The film’s pro-choice politics are certainly clear. The film challenges some of the pro-choice misinformation, such as the fabricated link between abortions and breast cancer. At the same time, they use patients to challenge some of these false claims. When a counselor tries to suggest that condoms aren’t especially effective, one patient retorts, “If I used the condom I wouldn’t be pregnant.”
Although such a project might seem to be redundant–most people have relatively clear positions on the issue of abortion–12th and Delaware seems less focused on persuading people to hold a specific political position than it is about the difficult choices that many women face when it comes to abortion, as well as the physical and emotional risks that abortion providers face on a daily basis. As the film illustrates, the pro-life “Pregnancy Care Center” thrives on confusing women who are emotionally vulnerable, through the name of the clinic, choosing locations near abortion providers, and through props and other forms of “counseling” meant to make women reconsider their decision to have an abortion. Due to incredibly active anti-choice activists, the abortion providers often fear for their physical safety. Doctors are driven out of the clinic undercover, and in one unsettling scene, a protester actually follows and seems to stalk the doctor.
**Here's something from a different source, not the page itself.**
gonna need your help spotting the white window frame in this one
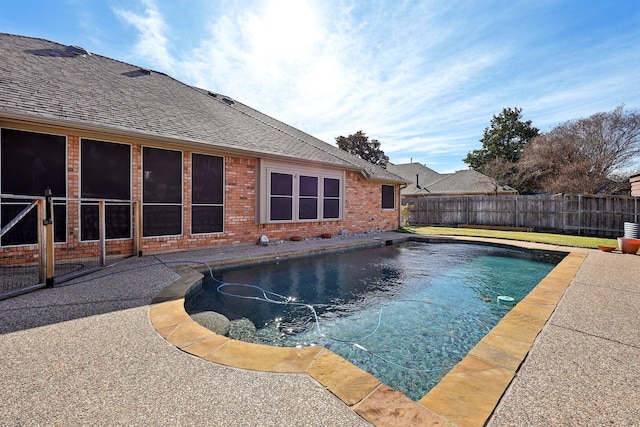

Most powerful for me is the depiction of the patients who seek out abortions or even advice about what choice they should make. Many of them, rather bravely in my opinion, appear on camera, absorbing the counseling from the pro-life clinic, and often challenging the primary counselor when she attempts to bribe patients with food and promises of care for the baby after its born. The most powerful tactic of the pro-lifers is to take the women in for ultrasounds, with the hope that the image of the fetus will make the women reconsider. Many listen patiently, others become fascinated by the image, and most find their way to the clinic across the street. Similarly fascinating is the different rhetoric used by both sides. The pro-lifers are immersed in the language of spiritual warfare and often use highly confrontational and graphic images in order to persuade women to chose not to terminate their pregnancy, while the clinic itself seems besieged and mostly saddened that they are unable to perform their work without facing almost daily threats.
Given the nature of this material, 12th and Delaware will no doubt polarize audiences. More than anything, it is a window into a very complicated issue and a powerful portrait of the women who are often unwilling participants in this highly emotional conflict.